Why Overriding the LLM Is Sometimes the Smarter Move
A post about the new skill of supervising models, why fluent output is not the same as judgment, and why LLMs should not always be obeyed.
How We Went From Research to LLMs
We used to think hard, do research, and seek expert advice when we face problems in areas we have little experience in. Depending on the size and complexity of the situation, that process often involved hours-to-weeks of leaving our main work and branching out on a side-quest of educating ourselves on a new topic. We spent more time (and tokens) than we would do nowadays, but we would get an answer we’re highly confident would fit our needs and context in return. Moreover, it helped us develop critical thinking skills like information synthesis and problem solving that we could also generally apply elsewhere.
Nowadays, when we’re faced with complexity, the first intuition would be to offload the problem to an LLM. The LLM would respond with the most plausible, most polished answer. In a way, we’re still educating ourselves before solving the problem just like before, but this seems more efficient. The only problem is that the LLM’s answer could be wrong and the user wouldn’t be able to tell because they don’t have domain experience in the given field, or if the answer is wrong in a way that only shows up if the user is paying attention. LLM fluency creates social pressure to accept the output instead of challenging it.
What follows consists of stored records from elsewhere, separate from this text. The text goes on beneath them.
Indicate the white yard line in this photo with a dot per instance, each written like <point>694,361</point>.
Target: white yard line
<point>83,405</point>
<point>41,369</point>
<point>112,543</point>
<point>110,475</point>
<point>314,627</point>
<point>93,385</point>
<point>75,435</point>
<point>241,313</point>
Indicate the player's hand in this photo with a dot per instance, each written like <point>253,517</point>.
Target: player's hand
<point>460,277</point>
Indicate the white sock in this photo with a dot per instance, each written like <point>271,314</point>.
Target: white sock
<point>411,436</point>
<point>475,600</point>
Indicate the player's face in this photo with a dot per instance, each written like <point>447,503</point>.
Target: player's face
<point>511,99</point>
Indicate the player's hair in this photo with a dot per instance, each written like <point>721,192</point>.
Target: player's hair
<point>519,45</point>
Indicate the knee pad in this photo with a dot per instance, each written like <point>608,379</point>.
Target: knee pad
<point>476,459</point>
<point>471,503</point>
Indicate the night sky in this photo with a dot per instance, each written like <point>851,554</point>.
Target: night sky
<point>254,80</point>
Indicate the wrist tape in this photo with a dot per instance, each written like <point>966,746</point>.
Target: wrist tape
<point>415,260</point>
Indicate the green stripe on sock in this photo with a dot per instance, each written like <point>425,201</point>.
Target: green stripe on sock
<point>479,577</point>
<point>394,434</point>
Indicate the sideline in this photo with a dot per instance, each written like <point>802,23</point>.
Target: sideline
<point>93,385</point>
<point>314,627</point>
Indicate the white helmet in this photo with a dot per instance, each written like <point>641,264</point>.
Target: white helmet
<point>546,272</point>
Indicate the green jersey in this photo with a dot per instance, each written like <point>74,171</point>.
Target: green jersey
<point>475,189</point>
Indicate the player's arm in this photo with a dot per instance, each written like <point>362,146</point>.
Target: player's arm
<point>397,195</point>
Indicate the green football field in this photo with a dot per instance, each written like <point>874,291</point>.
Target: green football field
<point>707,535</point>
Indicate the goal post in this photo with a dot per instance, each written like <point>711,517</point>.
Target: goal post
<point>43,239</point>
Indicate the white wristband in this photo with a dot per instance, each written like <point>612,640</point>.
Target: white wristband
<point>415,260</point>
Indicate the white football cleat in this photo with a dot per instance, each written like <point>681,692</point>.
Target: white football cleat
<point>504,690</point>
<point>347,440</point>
Why People Accept LLM Answers So Quickly
The tech community is increasingly referring to model deference as the holy grail of productivity. The more agents you have running in parallel, the longer they’re running, the more you’re hitting rate limits, the more you’re viewed as technically superior. I think this is partly because we’re used to judging performance based on pre-LLM criteria, but there is status in being fast, AI-native, and non-resistant. From the continuous tabbing, to the ‘—dangerously-skip-permissions’, to merging the 10K LOC diff without reviewing the code, the culture rewards accepting the answer, even when the better move is to interrupt it.
We’re still used to judging performance based on pre-LLM era criteria: LOC generated, number of projects released, time to release, etc. I feel like there should be an abstraction of these criteria where performance is a function of (the output’s technical complexity normalized to one’s skill level) and the correctness/fit of the solution.
What LLMs Do Well and What They Miss
The LLMs do help one move faster and accomplish more than what one would pre-LLMs. LLMs are strong at structure, drafts, summarization, brainstorming, and giving momentum. At the time of this writing though, they are weaker at judgment-heavy work: priorities, tradeoffs, politics, taste, hidden constraints, local context, and edge cases. They are directionally useful, but could be specifically mistaken. If you have ever tried automating some of your work with AI, you would have certainly come across a clean, polished response that looks finished, but with your domain knowledge you can tell it is slightly off, flatter than needed, or heading in the wrong direction.
Why Supervision Matters
The difference between the average LLM operator and the effective LLM operator is good supervision. It’s knowing when to refuse what the LLM is saying and opting for redirecting the conversation, rephrasing your request, or adjusting the provided context. It’s being able to identify when the LLM’s output is suspiciously neat, spotting where the LLM overlooked/simplified things, and knowing where your own domain judgment outranks its confidence. The real skill in working with LLMs is not obedience to the output, but judgment about when to overrule it.
The Cost of Relying Too Much on the Model
The deeper problem is not only that the model can be wrong. It is that we can slowly stop exercising taste, priority-setting, and context-sensitive reasoning because the machine keeps offering answers that are good enough to pass. Some might think that distrusting the LLM is risky, but in a sea of people blindly-trusting the LLM, the ones who trust their own judgment will standout. LLM responses are often cautious and well-balanced, but life rewards the risk-takers.
When People Override for the Wrong Reasons
Humans override LLMs for bad reasons too. I myself do this all the time just to realize that I’m thinking the wrong way about something. I would expect many people could have had bad experiences with older models that they don’t think newer models would be any better. Habit has a strong role too; some people have a hard time adopting AI-first workflows. There is definitely some complexity in setting up guardrails that help keep LLMs trustworthy and on-track, which could add to the potentially unnecessary human intervention.
Knowing When to Trust Your Own Judgment
A skeptic could argue that if you need to keep overriding the model, then it is not really saving time. That is true to a certain extent, but knowing when to trust your own instincts will help you differentiate. Knowing when the defer to LLMs will help you move faster. I think it is fair to trade differentiation for time sometimes. In an AI-native world, one of the highest-leverage human skills may be that selective disobedience. It is not that LLMs are dumb, but that they are persuasive enough to make people stop thinking.